After reading economics and management at Oxford, Venkatesham began his career at accounting giant Arthur Andersen, but the collapse of the firm in 2002 following the Enron scandal would cost him the job.
After a brief stint as an oil trader, he would be again on familiar terrain at Deloitte. Spotting an opening for a commercial manager for the upcoming 2012 London Olympics would, however, became a turning point.
“I wasn’t necessarily looking to leave Deloitte, but I thought, this is the world’s biggest sporting event, happening in my home city: the definition of a once-in-a-lifetime opportunity,” he said.

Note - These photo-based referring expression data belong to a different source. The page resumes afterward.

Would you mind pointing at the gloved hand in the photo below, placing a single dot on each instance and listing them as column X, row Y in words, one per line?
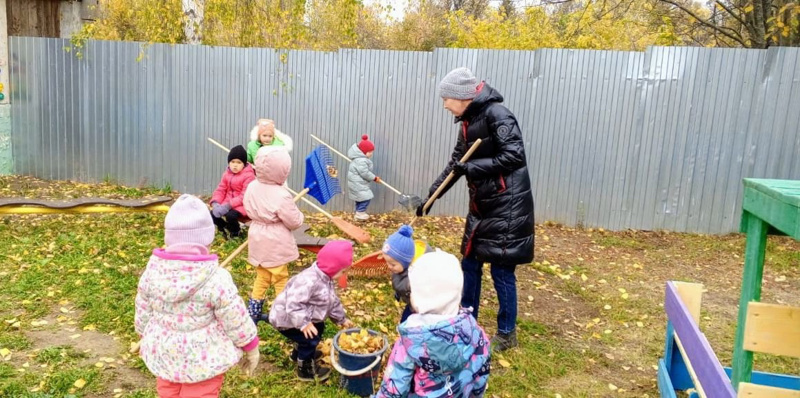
column 460, row 168
column 250, row 361
column 309, row 330
column 421, row 206
column 221, row 210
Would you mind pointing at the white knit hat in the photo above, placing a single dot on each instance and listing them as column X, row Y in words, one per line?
column 188, row 221
column 460, row 83
column 436, row 281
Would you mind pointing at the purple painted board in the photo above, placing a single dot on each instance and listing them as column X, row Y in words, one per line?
column 705, row 363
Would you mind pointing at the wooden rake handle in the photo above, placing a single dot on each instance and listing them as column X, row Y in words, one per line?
column 447, row 180
column 395, row 190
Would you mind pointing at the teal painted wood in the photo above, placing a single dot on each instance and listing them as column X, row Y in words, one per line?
column 775, row 201
column 664, row 382
column 767, row 204
column 751, row 291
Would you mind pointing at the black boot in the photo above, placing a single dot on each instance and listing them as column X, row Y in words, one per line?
column 504, row 341
column 255, row 308
column 308, row 370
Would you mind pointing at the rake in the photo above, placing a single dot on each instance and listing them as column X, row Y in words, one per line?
column 373, row 264
column 409, row 202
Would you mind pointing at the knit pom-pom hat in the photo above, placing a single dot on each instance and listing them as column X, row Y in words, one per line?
column 366, row 145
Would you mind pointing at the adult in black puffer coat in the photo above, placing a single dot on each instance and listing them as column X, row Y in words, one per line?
column 499, row 227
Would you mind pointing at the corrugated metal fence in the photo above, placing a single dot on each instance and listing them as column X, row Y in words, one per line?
column 653, row 140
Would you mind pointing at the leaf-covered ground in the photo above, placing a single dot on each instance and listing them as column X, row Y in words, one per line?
column 591, row 319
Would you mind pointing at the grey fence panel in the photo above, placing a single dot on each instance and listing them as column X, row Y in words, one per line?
column 653, row 140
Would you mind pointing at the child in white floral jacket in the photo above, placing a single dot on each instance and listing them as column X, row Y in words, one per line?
column 193, row 324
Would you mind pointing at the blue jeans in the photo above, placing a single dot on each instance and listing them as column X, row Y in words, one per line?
column 406, row 313
column 505, row 284
column 362, row 206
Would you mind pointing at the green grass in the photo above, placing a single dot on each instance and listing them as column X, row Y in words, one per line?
column 622, row 242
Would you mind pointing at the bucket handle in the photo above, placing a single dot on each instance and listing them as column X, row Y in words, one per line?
column 345, row 372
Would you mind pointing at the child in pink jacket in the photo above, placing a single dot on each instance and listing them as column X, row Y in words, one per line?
column 271, row 244
column 226, row 204
column 299, row 312
column 191, row 319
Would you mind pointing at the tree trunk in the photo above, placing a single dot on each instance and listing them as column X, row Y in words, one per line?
column 193, row 22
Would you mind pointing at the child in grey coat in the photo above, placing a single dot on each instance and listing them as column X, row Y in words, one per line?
column 359, row 175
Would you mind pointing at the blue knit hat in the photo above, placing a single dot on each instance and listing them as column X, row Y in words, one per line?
column 400, row 246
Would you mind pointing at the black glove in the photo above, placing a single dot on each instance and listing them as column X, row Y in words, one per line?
column 460, row 168
column 419, row 208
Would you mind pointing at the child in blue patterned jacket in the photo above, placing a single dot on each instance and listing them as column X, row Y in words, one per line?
column 441, row 350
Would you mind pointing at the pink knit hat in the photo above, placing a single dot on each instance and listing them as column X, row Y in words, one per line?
column 365, row 145
column 188, row 221
column 335, row 256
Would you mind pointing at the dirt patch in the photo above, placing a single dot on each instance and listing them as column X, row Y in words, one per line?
column 96, row 348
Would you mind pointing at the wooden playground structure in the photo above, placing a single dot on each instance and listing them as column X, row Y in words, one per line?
column 689, row 362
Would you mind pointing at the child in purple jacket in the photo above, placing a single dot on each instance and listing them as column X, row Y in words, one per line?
column 300, row 310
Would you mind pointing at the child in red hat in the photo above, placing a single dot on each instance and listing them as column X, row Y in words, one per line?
column 359, row 175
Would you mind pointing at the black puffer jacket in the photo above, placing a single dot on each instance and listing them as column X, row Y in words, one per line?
column 499, row 225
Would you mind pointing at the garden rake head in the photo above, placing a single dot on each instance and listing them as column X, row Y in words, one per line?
column 322, row 180
column 410, row 202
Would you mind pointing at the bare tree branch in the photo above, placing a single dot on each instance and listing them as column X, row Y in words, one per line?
column 741, row 21
column 706, row 23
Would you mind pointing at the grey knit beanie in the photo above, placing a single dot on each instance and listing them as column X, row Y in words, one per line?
column 460, row 83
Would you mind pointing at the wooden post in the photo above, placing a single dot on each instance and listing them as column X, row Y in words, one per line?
column 756, row 244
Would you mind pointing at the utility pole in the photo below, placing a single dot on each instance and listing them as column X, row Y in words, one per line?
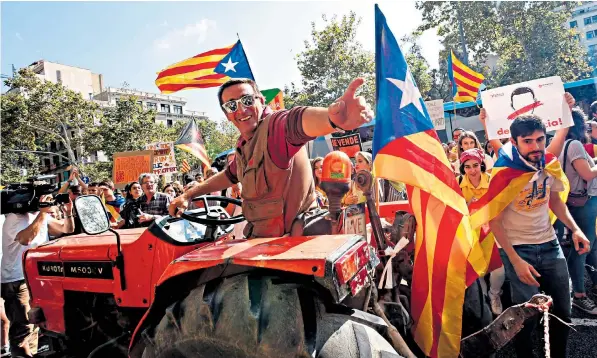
column 461, row 32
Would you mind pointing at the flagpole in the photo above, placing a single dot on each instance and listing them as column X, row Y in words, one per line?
column 248, row 62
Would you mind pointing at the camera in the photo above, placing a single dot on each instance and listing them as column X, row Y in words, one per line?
column 21, row 198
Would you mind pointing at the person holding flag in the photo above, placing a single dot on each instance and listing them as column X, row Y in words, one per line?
column 527, row 182
column 271, row 161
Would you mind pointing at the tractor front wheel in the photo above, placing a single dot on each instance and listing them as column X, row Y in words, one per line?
column 257, row 316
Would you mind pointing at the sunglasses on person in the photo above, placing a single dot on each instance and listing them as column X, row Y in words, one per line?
column 232, row 105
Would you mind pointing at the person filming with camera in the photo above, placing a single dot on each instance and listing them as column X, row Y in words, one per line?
column 20, row 232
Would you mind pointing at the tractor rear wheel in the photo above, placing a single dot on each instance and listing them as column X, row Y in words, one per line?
column 257, row 316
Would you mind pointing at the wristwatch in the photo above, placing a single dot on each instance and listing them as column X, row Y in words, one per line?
column 335, row 126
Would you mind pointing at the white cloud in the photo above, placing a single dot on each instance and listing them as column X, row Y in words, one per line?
column 192, row 33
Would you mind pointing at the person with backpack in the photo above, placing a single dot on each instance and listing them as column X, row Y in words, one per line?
column 582, row 204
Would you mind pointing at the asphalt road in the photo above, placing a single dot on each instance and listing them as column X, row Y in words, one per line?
column 582, row 343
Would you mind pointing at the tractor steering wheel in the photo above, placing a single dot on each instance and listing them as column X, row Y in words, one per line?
column 214, row 215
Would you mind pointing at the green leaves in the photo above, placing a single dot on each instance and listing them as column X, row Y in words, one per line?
column 36, row 113
column 329, row 62
column 529, row 39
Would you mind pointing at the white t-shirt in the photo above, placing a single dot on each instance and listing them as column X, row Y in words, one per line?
column 526, row 219
column 12, row 265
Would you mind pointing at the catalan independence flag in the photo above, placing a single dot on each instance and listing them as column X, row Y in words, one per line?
column 191, row 141
column 510, row 174
column 406, row 149
column 465, row 82
column 185, row 167
column 208, row 69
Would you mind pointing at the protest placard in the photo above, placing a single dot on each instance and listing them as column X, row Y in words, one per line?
column 163, row 157
column 543, row 97
column 435, row 109
column 349, row 144
column 129, row 165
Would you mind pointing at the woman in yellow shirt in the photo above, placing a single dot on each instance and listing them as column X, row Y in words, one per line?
column 474, row 183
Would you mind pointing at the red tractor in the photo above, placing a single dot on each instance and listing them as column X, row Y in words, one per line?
column 183, row 287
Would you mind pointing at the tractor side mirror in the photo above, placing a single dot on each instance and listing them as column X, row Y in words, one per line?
column 92, row 214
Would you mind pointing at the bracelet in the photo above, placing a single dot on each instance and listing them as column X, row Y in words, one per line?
column 335, row 126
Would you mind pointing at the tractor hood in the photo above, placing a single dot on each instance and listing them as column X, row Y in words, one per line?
column 85, row 247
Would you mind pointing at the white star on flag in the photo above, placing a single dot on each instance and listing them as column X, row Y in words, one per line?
column 230, row 65
column 410, row 92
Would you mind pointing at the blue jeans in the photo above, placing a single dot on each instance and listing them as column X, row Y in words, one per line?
column 585, row 218
column 548, row 259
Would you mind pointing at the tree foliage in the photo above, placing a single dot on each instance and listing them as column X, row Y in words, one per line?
column 529, row 38
column 331, row 59
column 36, row 113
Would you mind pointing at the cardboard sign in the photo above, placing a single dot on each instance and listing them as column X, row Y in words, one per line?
column 435, row 109
column 349, row 144
column 355, row 220
column 128, row 166
column 543, row 97
column 163, row 157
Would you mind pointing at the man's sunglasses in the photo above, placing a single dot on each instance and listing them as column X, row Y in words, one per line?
column 232, row 105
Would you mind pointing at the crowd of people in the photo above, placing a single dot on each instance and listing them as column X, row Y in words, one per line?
column 279, row 184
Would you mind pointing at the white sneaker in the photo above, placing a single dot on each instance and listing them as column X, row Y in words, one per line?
column 495, row 302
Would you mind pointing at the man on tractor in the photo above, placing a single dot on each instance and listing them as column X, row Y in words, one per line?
column 271, row 162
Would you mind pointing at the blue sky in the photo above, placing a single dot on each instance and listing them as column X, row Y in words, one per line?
column 132, row 41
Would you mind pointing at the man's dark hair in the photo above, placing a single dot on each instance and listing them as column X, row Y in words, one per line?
column 592, row 110
column 525, row 125
column 578, row 131
column 104, row 183
column 237, row 81
column 457, row 129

The task ahead was risky, with a target of £2 billion to raise from sponsors, but he decided to take up the gauntlet:
“I was young enough – I didn’t have kids, didn’t have a mortgage – I was able to be drawn into this exciting challenge.”
By 2010, when his office was closed after securing the target, he had already found a niche for himself.
He says, “I went from having no experience of working in sport to having done some of the world’s biggest sponsorship, hospitality, ticketing and licensing deals.”
He continues to support major sporting events of importance to Britain on an unpaid basis in his free time. He was on the board for World Athletics Championships in London in 2017 and currently on the Board of the British Olympic Association
Since joining Arsenal in 2010, Venkatesham has worked his way up the career ladder, from head of global partnership to the role of chief commercial officer, which he began in August 2014. He has played a significant role in expanding Arsenal’s range of sponsors and is credited with playing a leading role in negotiations for the club’s new kit deal, which has seen them switching from Puma to Adidas.
Alongside his current role as Arsenal CEO, he also sits on the Board of the European Clubs Association (ECA), the Board of the UCCSA (joint venture between UEFA and the ECA which commercialises the rights to UEFA Club Competitions) and also on the UEFA Club Competitions Committee which is one of the most important committees in European Football.
Though Venkatesham considers himself as a private person, he is fully aware of the ‘weight of responsibility’ that comes with the role, and also acknowledges that he would be a role model for many because of his ethnicity – son of a doctor who came to England on his own from Hyderabad in south India in the early 1970s.
Settled in Twickenham, the family ran a medical practice in Chiswick, which is now manned by his elder sister, also a doctor.
Venkatesham lives in Hertfordshire with his wife and three children.